Australians deserve more from our elected representatives. Good, fit-for-purpose lawmaking requires diligent enquiry, attention to detail, consultation with all stakeholders, and wise decision-making. Anything less is to our collective detriment and, frankly, just not good enough.
David Beins

Dear Editors – Imagine if you will the joy and smiles in the ladies’ changing rooms at Bronte Beach after a pair of nesting swallows built a nest on a ledge high up above the showers.
The devoted parents came and went with food for their hungry chicks and occasionally swooped on people who came too close. The littlies too were absolutely fascinated by the whole thing.
Imagine, then, a couple of days ago when a group of us realised the nest, birds, and chicks were no more. How could this be? Well, it seems that someone had complained about the ‘dirty conditions’ in the changing room, so the council, in its wisdom, called in the contractors, and they, in their (very limited) wisdom, took the high pressure hose to the room and hosed the bejesus out of it, totally destroying the nest.
What were they thinking? For goodness’ sake, these birds were doing their best to raise chicks in an environment that is already under pressure from habitat destruction, people cutting down trees to get a better view, and cats and other introduced ferals.
I am truly disgusted, and I hope that Waverley Council gives the contractors, whoever they were, a dressing down, and gets better information than it clearly has on how to deal with birds like swallows (not exactly a common sight) that happen to nest in ‘inconvenient’ places.

As if there aren’t enough idiots on bikes already. At least the lycra set wear appropriate (sort of) gear and adhere (sort of) to the rules of cycling. These ‘casual jump on a bike with no helmet, thongs, or shoes’ warriors are a nuisance and even more of a hazard than the bikes they ride and leave lying around everywhere. If they Google a bike with no helmet so be it.
I am dreading the day that children’s deathtrap bikes are available. I have been advocating the ban of kids on bikes forever and, living near Arden Street, I watch kamikaze bike riders every day. It’s like the big dipper – weeee! God, parents, do you know how your kids are cheating death every day by allowing them to ride bikes home in the name of clean transport? Had my rant…
D Richards

I enjoy your magazine immensely, but this particular article made my hackles rise. In Fisheries Management at Work (The Beast, October 2017), Dan Trotter purports to care for the sustainability of our fish stocks, while the accompanying image shows someone standing next to a huge bluefin tuna – one of the last denizens of our oceans. Is the child in the photo, totally oblivious to this lack of respect for the planet, supposed to add credence to this deplorable picture?
Perhaps The Beast may be more discerning with their choice of magazine contributors.
Donald Ockham

I am the principal of my financial planning practice on Maroubra Road, Maroubra. To keep fit and alert, I have been regularly running laps of Coogee Beach with a few mates. This includes the southern steps near the surf club. In the early hours of this morning, as we were running down the steps to the lower promenade, my mate Richard pointed to the sand before the toilet block and said, “There’s a fox running along the beach.”
I thought he was joking, but then I saw the fox running up the beach towards us and onto the promenade. It seemed like no one else had noticed it on the beach. It then leapt up the wall into the bushes near the outdoor shower, and I lost site of it for a short time. Then it walked along the grassy edge in front of the stone wall and stopped to look at us before taking off into the bushes. You don’t see something like that every day.
Paul Kavich

Dear James and Dan – I just wanted to comment on Beardy from Hell’s priceless advice in the star signs each month. He’s always spot on, and I usually find at least two or three that I can incorporate into my life immediately. He has a real gift – insightfulness on this level is extremely rare.
I used to see the heading ‘Star Signs’ and ignore the contents, but then one month I read one and realised what a treasure trove of valuable advice I had been missing out on. Is there any way we can access previous issues? Love the rest of the mag as well!

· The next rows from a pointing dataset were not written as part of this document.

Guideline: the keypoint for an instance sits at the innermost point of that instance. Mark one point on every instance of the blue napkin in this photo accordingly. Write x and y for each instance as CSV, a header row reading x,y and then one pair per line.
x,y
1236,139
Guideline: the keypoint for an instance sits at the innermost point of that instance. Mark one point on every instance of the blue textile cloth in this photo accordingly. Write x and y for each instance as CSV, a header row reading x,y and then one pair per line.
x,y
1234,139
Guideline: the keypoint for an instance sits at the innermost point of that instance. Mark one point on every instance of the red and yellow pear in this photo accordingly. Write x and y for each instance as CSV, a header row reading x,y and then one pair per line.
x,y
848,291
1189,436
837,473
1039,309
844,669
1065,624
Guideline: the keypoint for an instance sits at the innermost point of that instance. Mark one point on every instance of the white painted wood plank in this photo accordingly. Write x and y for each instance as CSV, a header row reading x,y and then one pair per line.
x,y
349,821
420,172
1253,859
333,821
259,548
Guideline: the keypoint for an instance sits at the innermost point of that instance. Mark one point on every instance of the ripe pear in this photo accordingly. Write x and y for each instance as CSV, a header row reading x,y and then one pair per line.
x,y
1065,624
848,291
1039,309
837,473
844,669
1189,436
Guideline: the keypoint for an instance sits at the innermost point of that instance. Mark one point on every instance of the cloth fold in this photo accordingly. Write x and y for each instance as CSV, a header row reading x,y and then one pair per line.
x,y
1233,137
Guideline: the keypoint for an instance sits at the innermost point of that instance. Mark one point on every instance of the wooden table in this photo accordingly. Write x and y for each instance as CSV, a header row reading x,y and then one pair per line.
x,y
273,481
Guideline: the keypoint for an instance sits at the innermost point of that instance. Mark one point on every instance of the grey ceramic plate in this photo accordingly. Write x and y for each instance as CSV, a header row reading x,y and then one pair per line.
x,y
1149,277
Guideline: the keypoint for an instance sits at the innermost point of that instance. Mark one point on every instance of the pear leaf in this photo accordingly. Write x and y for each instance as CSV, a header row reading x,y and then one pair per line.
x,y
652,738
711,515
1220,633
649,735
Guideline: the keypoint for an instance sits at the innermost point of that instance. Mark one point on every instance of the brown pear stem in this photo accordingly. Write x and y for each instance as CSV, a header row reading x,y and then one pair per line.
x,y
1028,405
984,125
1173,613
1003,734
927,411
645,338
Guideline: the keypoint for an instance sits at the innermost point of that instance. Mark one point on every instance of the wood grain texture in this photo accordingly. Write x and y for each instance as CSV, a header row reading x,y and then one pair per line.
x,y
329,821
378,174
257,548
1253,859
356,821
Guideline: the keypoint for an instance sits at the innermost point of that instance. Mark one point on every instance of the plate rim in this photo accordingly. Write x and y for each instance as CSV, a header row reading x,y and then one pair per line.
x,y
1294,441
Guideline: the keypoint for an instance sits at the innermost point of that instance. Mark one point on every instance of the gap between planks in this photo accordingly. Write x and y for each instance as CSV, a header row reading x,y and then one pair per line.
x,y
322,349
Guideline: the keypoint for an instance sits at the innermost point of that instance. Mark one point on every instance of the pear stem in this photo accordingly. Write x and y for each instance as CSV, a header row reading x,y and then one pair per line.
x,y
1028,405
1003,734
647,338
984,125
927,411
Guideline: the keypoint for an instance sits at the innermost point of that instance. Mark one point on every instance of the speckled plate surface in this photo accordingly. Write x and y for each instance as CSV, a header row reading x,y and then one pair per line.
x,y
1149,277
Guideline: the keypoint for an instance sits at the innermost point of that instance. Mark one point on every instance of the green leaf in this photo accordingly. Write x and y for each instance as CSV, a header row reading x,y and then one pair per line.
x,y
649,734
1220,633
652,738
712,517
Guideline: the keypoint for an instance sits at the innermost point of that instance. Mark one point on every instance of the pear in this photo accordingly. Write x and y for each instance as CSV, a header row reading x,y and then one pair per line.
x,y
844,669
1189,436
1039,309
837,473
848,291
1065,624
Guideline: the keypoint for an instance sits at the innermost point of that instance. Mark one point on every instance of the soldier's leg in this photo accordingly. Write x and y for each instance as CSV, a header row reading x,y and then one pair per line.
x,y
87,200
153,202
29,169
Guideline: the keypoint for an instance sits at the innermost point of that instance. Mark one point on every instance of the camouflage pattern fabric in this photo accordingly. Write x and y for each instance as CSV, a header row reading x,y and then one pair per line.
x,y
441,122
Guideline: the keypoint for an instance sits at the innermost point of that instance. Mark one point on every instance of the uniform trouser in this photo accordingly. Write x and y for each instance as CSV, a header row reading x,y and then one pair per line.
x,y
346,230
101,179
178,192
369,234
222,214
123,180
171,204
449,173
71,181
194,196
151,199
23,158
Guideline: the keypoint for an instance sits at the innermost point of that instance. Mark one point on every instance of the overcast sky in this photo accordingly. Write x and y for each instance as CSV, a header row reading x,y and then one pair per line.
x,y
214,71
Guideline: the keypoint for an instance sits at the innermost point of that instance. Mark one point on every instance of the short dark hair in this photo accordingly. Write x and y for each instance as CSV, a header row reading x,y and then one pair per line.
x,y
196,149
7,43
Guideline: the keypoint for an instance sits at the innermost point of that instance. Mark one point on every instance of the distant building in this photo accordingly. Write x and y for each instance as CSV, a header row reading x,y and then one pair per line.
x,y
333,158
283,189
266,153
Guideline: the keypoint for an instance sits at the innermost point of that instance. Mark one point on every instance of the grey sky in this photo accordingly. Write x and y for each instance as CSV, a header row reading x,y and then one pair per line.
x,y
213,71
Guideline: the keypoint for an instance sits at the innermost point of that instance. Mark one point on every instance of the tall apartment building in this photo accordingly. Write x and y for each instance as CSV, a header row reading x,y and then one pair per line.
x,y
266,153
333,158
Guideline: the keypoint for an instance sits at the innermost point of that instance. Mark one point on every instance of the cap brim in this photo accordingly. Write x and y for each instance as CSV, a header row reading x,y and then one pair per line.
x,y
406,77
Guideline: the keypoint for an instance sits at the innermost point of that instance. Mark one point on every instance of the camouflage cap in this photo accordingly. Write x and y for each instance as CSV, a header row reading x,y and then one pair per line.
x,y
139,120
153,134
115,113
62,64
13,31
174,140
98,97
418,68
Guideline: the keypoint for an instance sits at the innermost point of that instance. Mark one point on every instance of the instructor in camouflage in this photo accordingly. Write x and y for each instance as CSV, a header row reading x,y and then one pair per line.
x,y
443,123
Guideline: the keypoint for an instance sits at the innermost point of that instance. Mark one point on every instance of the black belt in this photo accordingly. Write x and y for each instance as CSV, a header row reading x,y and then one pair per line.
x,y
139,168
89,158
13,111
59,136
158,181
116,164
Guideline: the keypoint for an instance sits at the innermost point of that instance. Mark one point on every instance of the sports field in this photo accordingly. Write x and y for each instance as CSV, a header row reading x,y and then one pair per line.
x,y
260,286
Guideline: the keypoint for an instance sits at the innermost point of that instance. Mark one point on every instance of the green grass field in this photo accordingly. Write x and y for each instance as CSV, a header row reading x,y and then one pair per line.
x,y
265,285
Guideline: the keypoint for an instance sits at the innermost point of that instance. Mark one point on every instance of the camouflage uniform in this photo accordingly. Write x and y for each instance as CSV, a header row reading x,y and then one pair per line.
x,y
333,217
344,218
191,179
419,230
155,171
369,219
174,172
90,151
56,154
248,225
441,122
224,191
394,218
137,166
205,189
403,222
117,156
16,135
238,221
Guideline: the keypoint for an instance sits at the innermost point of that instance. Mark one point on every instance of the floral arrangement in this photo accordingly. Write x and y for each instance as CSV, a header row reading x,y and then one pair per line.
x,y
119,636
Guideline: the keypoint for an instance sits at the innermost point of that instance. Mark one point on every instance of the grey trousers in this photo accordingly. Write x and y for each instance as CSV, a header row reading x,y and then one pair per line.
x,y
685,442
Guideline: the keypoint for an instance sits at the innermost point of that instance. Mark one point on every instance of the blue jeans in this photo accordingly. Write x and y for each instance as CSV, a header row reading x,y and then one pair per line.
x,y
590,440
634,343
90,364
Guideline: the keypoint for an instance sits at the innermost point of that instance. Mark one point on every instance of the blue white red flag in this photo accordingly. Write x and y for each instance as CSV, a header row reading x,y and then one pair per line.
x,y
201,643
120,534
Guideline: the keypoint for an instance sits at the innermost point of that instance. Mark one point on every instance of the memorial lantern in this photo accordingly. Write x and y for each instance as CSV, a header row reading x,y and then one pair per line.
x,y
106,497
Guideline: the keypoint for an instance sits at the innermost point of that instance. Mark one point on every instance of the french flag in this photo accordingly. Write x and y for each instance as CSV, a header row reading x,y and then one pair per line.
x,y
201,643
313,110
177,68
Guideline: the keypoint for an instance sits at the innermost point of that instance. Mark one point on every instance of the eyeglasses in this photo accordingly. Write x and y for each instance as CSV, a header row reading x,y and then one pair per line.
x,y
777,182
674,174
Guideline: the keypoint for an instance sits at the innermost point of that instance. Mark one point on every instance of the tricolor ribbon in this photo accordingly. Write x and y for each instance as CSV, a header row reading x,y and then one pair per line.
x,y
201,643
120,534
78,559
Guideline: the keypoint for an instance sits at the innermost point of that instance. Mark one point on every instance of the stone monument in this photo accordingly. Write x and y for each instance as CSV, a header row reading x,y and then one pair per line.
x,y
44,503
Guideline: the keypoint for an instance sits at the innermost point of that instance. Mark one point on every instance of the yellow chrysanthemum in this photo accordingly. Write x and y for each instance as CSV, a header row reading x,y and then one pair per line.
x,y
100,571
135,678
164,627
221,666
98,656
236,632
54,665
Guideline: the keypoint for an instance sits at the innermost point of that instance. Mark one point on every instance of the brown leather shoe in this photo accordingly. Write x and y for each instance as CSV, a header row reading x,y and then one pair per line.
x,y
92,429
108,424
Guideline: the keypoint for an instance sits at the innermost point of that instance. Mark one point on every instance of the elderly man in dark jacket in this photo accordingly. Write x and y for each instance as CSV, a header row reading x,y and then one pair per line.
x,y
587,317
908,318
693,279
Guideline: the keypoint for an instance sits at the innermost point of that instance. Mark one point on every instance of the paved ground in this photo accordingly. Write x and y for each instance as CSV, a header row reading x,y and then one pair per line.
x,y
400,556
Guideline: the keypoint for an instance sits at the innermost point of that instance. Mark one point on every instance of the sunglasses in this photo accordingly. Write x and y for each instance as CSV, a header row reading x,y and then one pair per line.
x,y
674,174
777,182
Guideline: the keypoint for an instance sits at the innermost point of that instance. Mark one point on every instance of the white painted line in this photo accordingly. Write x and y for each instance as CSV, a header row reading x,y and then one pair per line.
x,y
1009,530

As a resident of Bon Accord Avenue, Bondi Junction, for many years, each year I am still baffled by the closing off of the street during Central Synagogue celebrations for four days each year surrounding Jewish New Year.
Residents are advised in advance by mail from Waverley Council, and are told that, if driving into the street, they must show their drivers’ licence with a Bon Accord Avenue address to be allowed to enter during the hours that street is closed.
The street is barricaded at either end with large water-filled red plastic construction-style barricades, and also concrete barricades out onto and along Old South Head Road, and a car is often parked across the road too, which is typically moved to allow vehicles to enter and exit.
The barricades are typically manned with local police officers, Waverley Council staff, and amateur security volunteer staff from the synagogue. The synagogue also has paid professional security guards at the front door, who I have always found to be exactly that – professional.
Although it appears that the whole ‘blocking off the street’ thing is really quite a strange and bizarre misuse of public resources and total overreach of common sense security protocol, I consciously choose a ‘live and let live’ approach to this show of force each year.
It is with specific reference to the volunteer amateur security staff that I seek to voice objection, dismay, and disdain, for their recent actions as I entered the street to return to my flat after visiting the supermarket in Bondi Junction.
On foot and carrying a small backpack with groceries on the Bon Accord Avenue footpath at around 1pm, past the barricades, I was confronted quite intensely by a voluntreer amateur security staff member (not one of the paid professional security guards), asking if I was a resident of the street. I replied politely but directly: “Who’s asking?” to which he replied, “I am.” I heard him immediately radio other volunteeer amateur security staff, saying, “Front door, front door,” as I walked towards my flat past the synagogue on the opposite side of street.
Upon arriving at the front gate of my property, which is well past the synagogue, almost at the other end of the street, three volunteer security staff were following me at a distance of 5-10 metres behind, clearing bystanders away on the footpath as if I was carrying weapons or a bomb, which I obviously wasn’t – just produce from the Woolworths fruit and vegetable section.
I went to enter the door to the apartment block and noticed three amateur security staff near my front gate looking in, to whom I said, “You need to go away!”
Anyway, I went inside. When I went back outside to see if they were still there 15 minutes later, they were still hanging around, so I called the local police for advice.
Speaking to another resident in the apartment block at that time, she recounted how her flatmate had previously been refused entry to the street by the volunteer security staff because she was not carrying ID with her residential address on it at the time. She was also carrying shopping bags full of groceries.
This type of behaviour shown by the amateur security staff is a ridiculous display of insecurity and overreach that has no place here. Acting out of paranoia and antiquated programming must be replaced by a coherent professionalism, especially in a role like this where voulunteer security staff are supposedly representing what is perhaps the largest synagogue in Australia, and acting as one interface with the local community.
I would encourage the individuals concerned, if they are to remain in a role as volunteer security staff, to consider some professional security training and raise their standards to be on par with the professionals who are employed by the synagogue on a regular basis. I have only ever had positive interactions with these professional security guards in over ten years living in the street. Amateurs playing toy soldiers just creates unnecessary friction with residents who may already be stretching to accommodate the blocking off of the street, which is obviously owned by all of the community, not just one group. Peace be with you all.